Jason Stoffer was an early Board member at zulily. He sourced Maveron’s investments in, and currently serves on the boards of General Assembly, Julep, Lively and Dolls Kill. He also led several of Maveron’s most promising seed investments, including CourseHero, Everlane and Peach.

Jason Stoffer was formerly a member of the advisory board of the Lumina Foundation’s Next Generation Learning Initiative. He is also a mentor for TechStars. Previously, he was a board member of Startl, an education incubator.

You can follow Jason on Twitter @jstoffer. You are welcome to follow along behind the scenes @mikegelb and @consumervc.

One book the inspired Jason personally is Ender’s Game by Orson Scott Card and one book that inspired him professionally is Competitive Strategy by Michael Porter.

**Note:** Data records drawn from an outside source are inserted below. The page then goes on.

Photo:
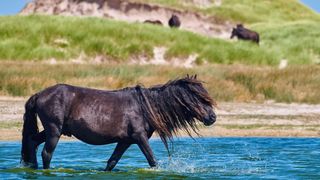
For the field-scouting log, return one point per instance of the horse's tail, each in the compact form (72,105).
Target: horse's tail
(30,126)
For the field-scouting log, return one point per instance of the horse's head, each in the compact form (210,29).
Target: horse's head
(202,104)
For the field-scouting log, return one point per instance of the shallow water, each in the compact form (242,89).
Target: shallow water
(218,158)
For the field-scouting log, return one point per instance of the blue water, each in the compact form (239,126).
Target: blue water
(218,158)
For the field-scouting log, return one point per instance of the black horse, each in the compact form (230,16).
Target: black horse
(174,21)
(245,34)
(127,116)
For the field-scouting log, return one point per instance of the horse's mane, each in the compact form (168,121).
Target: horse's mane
(173,106)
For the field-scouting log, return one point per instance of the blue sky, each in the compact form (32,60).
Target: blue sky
(10,7)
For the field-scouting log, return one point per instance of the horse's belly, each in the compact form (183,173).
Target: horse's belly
(94,133)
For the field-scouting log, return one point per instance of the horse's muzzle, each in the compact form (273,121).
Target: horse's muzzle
(209,120)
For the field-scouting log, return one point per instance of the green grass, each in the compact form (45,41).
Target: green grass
(35,38)
(224,83)
(273,127)
(248,11)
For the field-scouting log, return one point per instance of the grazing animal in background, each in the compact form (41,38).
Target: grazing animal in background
(125,116)
(156,22)
(245,34)
(174,21)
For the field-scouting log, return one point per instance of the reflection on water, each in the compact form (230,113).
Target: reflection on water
(273,158)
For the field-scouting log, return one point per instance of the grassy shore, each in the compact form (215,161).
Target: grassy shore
(225,83)
(63,38)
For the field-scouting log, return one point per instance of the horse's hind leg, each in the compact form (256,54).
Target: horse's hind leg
(144,146)
(34,142)
(116,155)
(52,137)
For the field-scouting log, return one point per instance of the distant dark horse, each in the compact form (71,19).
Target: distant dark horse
(155,22)
(127,116)
(174,21)
(245,34)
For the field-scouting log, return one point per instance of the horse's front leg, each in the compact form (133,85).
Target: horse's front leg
(144,146)
(116,155)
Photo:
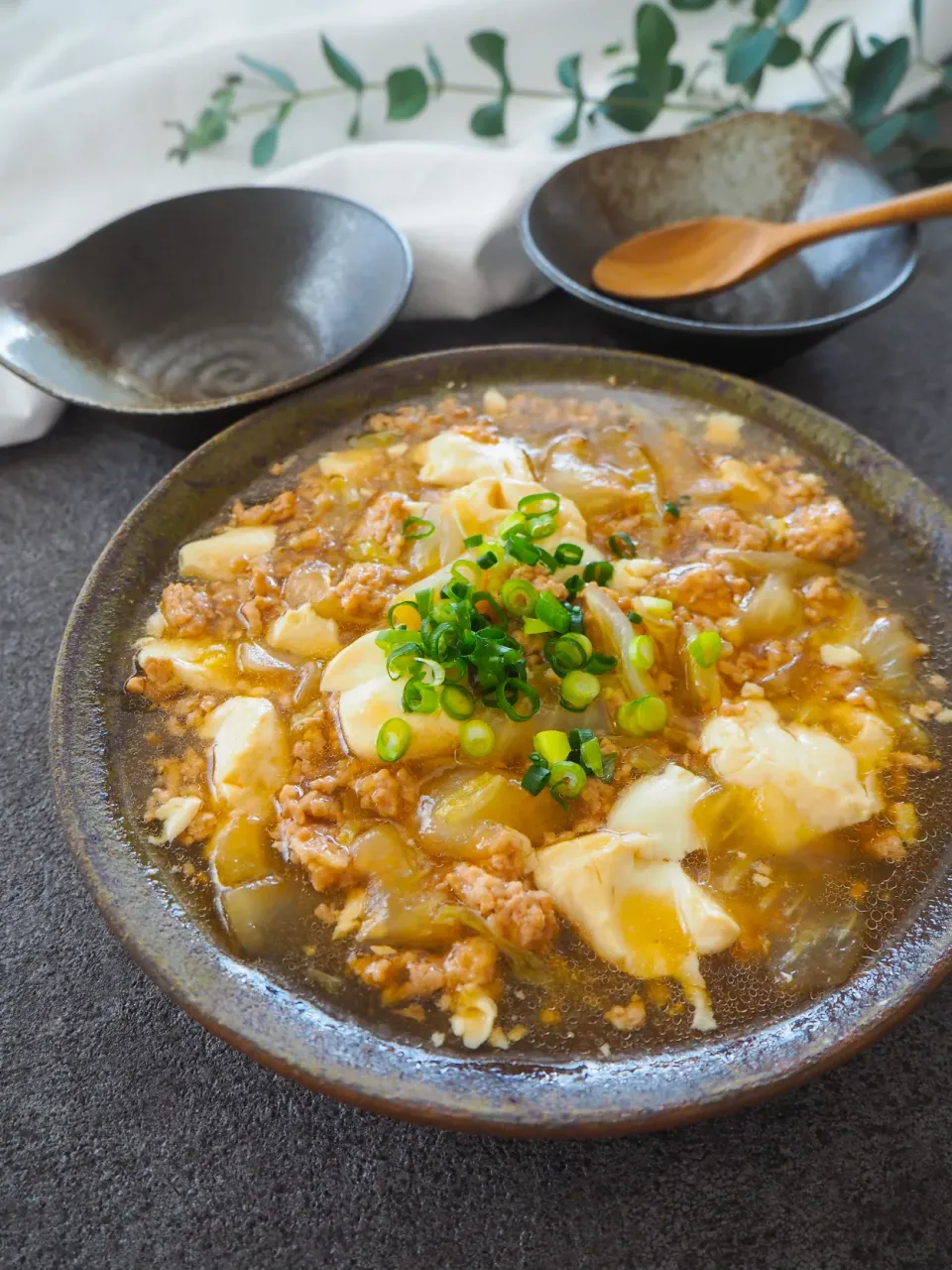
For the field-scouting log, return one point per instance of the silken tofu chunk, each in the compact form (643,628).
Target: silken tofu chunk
(645,916)
(225,556)
(250,756)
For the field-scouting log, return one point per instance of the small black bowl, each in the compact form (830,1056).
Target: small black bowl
(204,302)
(769,167)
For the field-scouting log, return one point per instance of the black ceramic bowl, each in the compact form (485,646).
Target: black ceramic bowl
(204,302)
(371,1062)
(769,167)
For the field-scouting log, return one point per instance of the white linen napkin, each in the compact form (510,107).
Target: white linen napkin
(85,90)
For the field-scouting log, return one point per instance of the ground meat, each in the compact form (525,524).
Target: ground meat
(188,611)
(512,911)
(507,851)
(384,522)
(729,529)
(391,793)
(697,587)
(823,531)
(280,509)
(367,589)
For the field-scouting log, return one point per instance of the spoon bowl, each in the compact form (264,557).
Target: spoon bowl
(206,302)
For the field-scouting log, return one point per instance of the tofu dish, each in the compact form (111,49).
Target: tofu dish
(544,722)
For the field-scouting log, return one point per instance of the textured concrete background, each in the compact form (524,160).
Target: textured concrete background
(132,1138)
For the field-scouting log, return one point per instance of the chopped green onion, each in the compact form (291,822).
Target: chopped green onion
(601,663)
(518,597)
(402,622)
(552,746)
(653,606)
(542,526)
(643,717)
(536,779)
(394,739)
(569,553)
(592,757)
(477,739)
(566,783)
(579,690)
(624,545)
(509,693)
(457,702)
(534,626)
(536,504)
(419,698)
(416,527)
(599,572)
(706,648)
(642,652)
(549,610)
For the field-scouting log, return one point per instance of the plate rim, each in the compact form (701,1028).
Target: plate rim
(497,1095)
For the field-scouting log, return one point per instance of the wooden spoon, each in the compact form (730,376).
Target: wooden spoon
(692,258)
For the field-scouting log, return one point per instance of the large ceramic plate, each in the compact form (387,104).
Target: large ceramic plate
(325,1047)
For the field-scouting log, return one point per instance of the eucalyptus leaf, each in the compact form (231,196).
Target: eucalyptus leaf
(489,46)
(408,93)
(435,68)
(280,77)
(488,121)
(751,55)
(825,36)
(785,53)
(878,79)
(887,132)
(343,68)
(789,10)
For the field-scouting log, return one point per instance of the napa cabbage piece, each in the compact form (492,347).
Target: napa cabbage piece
(660,810)
(645,916)
(802,775)
(453,458)
(250,754)
(225,554)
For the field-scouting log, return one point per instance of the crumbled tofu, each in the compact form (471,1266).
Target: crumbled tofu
(839,654)
(304,634)
(226,554)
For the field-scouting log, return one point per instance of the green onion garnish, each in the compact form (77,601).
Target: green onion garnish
(566,781)
(706,648)
(624,545)
(579,690)
(416,527)
(518,597)
(590,756)
(419,698)
(599,572)
(394,739)
(567,553)
(552,746)
(549,610)
(644,716)
(508,695)
(537,504)
(477,739)
(642,652)
(458,702)
(536,779)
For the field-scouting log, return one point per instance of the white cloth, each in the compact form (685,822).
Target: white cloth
(85,86)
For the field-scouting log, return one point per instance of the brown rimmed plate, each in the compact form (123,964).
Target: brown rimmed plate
(322,1046)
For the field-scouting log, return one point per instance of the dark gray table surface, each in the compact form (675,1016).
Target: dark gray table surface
(134,1138)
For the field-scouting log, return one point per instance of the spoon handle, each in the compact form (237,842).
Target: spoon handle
(919,206)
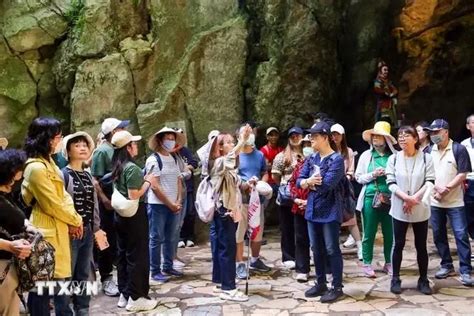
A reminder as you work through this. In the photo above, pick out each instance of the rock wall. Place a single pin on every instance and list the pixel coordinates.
(209, 64)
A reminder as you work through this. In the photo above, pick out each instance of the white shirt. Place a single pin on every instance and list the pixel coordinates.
(409, 175)
(168, 178)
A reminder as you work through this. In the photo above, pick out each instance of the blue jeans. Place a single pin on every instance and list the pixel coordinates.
(457, 218)
(223, 247)
(164, 226)
(324, 240)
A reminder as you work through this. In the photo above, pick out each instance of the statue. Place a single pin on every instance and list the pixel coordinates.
(386, 96)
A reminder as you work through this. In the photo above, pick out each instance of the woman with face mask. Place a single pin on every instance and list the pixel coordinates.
(339, 137)
(165, 204)
(298, 208)
(282, 168)
(370, 173)
(53, 209)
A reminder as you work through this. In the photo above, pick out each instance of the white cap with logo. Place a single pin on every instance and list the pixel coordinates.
(111, 123)
(122, 138)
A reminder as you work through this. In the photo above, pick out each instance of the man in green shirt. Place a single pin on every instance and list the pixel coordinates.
(101, 165)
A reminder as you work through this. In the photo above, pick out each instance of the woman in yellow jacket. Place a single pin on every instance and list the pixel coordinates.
(53, 209)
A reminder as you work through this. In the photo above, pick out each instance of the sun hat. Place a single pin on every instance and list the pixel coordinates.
(111, 123)
(380, 128)
(295, 130)
(272, 129)
(68, 138)
(122, 138)
(436, 125)
(179, 133)
(338, 128)
(320, 128)
(3, 143)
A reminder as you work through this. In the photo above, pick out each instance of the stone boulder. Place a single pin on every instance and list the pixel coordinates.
(30, 25)
(103, 88)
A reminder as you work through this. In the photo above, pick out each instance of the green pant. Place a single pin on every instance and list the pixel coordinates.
(370, 221)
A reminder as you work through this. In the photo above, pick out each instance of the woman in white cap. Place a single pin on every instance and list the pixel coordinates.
(164, 203)
(282, 168)
(410, 177)
(220, 163)
(132, 232)
(374, 198)
(339, 137)
(77, 149)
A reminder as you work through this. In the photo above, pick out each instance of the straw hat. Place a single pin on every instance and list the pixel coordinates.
(180, 137)
(380, 128)
(3, 143)
(67, 139)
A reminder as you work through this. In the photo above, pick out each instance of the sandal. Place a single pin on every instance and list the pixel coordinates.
(234, 295)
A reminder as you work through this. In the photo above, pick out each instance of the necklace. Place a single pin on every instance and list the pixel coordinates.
(409, 175)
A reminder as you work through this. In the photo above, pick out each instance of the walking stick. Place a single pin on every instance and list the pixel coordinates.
(248, 265)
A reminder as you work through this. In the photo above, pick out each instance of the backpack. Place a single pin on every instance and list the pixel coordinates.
(347, 195)
(39, 266)
(206, 199)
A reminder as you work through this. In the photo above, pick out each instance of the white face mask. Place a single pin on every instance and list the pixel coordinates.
(307, 151)
(251, 140)
(169, 145)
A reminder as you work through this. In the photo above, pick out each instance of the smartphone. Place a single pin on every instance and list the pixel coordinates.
(151, 170)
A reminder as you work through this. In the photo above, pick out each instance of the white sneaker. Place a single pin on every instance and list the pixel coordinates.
(350, 242)
(290, 264)
(122, 301)
(141, 304)
(302, 277)
(178, 265)
(234, 295)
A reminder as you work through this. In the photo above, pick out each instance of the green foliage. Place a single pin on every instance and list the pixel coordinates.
(75, 15)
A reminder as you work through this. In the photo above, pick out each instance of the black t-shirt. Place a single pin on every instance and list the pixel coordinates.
(83, 196)
(12, 219)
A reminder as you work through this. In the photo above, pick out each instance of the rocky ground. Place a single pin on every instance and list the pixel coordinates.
(278, 293)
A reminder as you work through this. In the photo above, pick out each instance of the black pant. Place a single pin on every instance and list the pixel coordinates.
(107, 256)
(287, 230)
(420, 231)
(187, 231)
(133, 267)
(301, 244)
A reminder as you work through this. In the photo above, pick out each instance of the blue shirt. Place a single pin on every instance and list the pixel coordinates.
(324, 203)
(252, 164)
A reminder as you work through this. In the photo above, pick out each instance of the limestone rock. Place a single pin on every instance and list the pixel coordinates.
(30, 25)
(103, 88)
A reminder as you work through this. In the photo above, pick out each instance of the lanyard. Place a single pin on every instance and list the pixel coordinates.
(409, 175)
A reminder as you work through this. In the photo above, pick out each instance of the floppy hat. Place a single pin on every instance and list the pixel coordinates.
(68, 138)
(380, 128)
(436, 125)
(272, 129)
(295, 130)
(111, 123)
(3, 143)
(320, 128)
(122, 138)
(179, 133)
(338, 128)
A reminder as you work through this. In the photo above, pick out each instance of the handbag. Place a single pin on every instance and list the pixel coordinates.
(284, 195)
(123, 206)
(381, 201)
(39, 266)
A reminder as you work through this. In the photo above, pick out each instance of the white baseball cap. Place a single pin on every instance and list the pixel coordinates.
(122, 138)
(111, 123)
(338, 129)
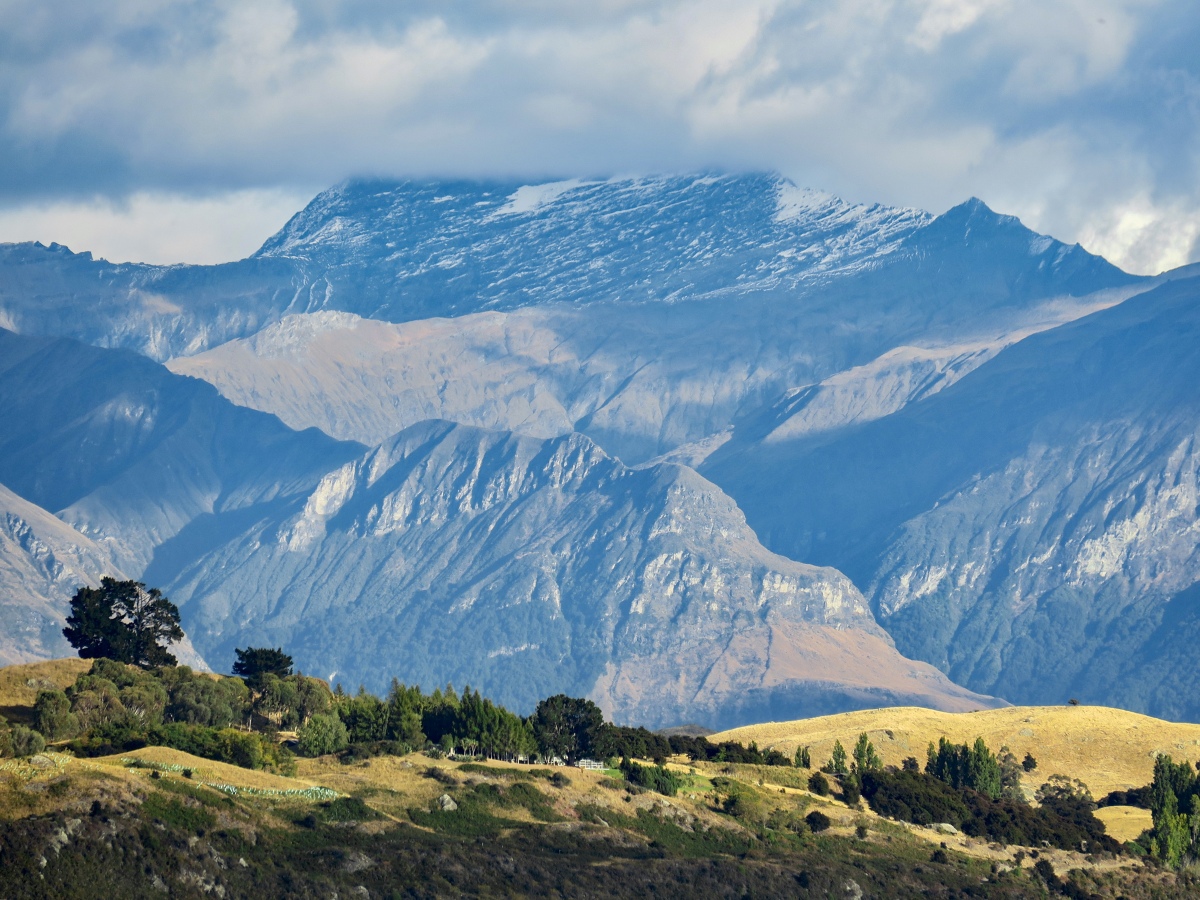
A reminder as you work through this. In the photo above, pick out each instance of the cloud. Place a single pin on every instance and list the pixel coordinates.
(156, 227)
(1080, 115)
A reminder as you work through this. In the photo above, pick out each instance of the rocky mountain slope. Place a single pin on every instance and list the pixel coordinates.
(845, 372)
(648, 375)
(444, 553)
(130, 454)
(1031, 529)
(537, 567)
(42, 563)
(409, 251)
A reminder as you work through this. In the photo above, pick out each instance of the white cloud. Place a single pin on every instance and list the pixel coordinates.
(157, 228)
(1071, 113)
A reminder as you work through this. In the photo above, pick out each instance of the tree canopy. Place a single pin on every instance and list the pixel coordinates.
(123, 621)
(256, 663)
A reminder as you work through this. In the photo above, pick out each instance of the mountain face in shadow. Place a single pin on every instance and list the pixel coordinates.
(1030, 527)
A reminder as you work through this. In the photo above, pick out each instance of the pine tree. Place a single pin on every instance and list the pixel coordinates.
(125, 622)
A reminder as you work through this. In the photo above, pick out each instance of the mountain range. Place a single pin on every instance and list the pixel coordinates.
(705, 448)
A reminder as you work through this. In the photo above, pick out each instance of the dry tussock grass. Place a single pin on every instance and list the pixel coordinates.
(1107, 749)
(19, 684)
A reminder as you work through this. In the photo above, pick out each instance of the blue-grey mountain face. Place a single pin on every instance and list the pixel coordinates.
(522, 565)
(847, 372)
(529, 568)
(1033, 528)
(407, 251)
(131, 455)
(647, 315)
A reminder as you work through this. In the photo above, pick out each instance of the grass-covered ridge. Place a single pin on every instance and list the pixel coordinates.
(393, 820)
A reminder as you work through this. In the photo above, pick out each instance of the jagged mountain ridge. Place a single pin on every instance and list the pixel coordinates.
(169, 483)
(773, 328)
(642, 378)
(1033, 528)
(537, 567)
(130, 454)
(42, 563)
(407, 251)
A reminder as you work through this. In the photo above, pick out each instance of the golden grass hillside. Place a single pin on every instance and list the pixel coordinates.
(19, 684)
(1108, 749)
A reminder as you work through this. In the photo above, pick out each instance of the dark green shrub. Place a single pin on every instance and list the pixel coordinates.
(322, 735)
(819, 784)
(53, 717)
(27, 742)
(817, 821)
(655, 778)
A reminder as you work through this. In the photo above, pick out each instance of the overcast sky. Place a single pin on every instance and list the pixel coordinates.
(186, 131)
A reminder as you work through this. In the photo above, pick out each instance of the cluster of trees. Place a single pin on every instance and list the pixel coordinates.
(697, 748)
(1065, 817)
(117, 707)
(973, 767)
(1175, 810)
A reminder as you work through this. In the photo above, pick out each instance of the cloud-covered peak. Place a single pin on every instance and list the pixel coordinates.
(1079, 118)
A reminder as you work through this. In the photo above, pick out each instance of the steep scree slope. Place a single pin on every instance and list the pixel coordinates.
(1031, 529)
(535, 567)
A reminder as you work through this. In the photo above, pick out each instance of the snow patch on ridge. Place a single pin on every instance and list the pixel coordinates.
(529, 198)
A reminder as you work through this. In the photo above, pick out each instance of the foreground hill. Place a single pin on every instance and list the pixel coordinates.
(1032, 528)
(1107, 749)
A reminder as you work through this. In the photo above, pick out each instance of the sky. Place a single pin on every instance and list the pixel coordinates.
(172, 131)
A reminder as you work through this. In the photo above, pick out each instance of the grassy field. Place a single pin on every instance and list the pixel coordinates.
(19, 684)
(529, 828)
(1107, 749)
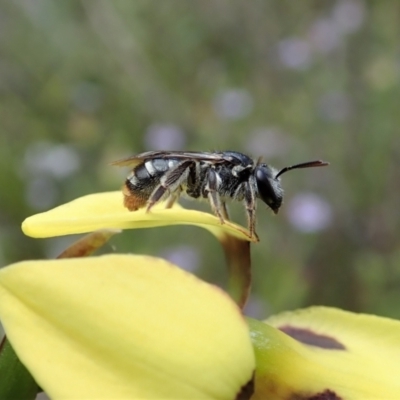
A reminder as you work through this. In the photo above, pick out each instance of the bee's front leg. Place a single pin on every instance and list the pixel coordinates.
(170, 183)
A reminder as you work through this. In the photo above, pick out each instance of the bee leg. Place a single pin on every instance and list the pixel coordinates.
(250, 203)
(213, 197)
(171, 182)
(215, 202)
(224, 211)
(173, 198)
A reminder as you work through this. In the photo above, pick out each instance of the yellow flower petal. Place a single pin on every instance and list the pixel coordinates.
(124, 327)
(106, 210)
(335, 353)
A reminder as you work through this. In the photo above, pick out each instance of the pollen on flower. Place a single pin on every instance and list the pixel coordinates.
(133, 202)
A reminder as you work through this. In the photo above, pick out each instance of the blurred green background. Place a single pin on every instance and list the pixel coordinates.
(83, 83)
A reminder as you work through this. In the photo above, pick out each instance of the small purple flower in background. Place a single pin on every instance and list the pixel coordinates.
(43, 164)
(267, 142)
(233, 104)
(56, 160)
(349, 15)
(87, 96)
(324, 35)
(164, 137)
(335, 106)
(294, 53)
(309, 213)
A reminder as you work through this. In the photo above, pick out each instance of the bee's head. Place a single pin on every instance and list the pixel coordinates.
(269, 186)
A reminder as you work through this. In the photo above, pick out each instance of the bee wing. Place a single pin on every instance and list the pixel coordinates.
(184, 155)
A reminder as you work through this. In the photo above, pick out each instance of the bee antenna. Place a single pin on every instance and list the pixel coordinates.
(309, 164)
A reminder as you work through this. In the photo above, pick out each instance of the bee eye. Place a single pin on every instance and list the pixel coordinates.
(269, 189)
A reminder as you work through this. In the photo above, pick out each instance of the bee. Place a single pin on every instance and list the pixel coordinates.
(216, 177)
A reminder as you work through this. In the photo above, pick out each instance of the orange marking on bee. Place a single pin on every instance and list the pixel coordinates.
(133, 201)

In this episode you will learn – 

  1. What attracted Jason to startups, technology and venture capital? Why the focus on consumer, what attracted you to invest in purely consumer companies at Maveron?How he thinks about early momentum and traction? What makes investing in consumer companies difficult? When does a company need to have product market fit?
  2. What are some qualities in first time founders that he looks go? What’s the Maveron founder scorecard? How he analyzes mediocre markets and why he’s a fan of  the Warren Buffet quote “When a great team meets a mediocre market, only the market maintains its reputation” strong markets.” What has changed in how he invests throughout the years? How does he think of the term “Founder Friendly” and what has happened with WeWork changed anything on his view.
  3. Qualities his diligence process when analyzing founder-market fit? What are consumer trends that he is focused on in today’s landscape?  How does he think about D2C brands in the current era with online acquisition costs continuing to rise since there is so much competition for SEM and Facebook ads?
  4. What is something that he would change when it came to venture capital? What is your most recent investment and why is he excited about it? What is one company that he had the opportunity to invest in, didn’t, and in retrospect wish you did? What is one piece of advice that he has for founders of consumer companies?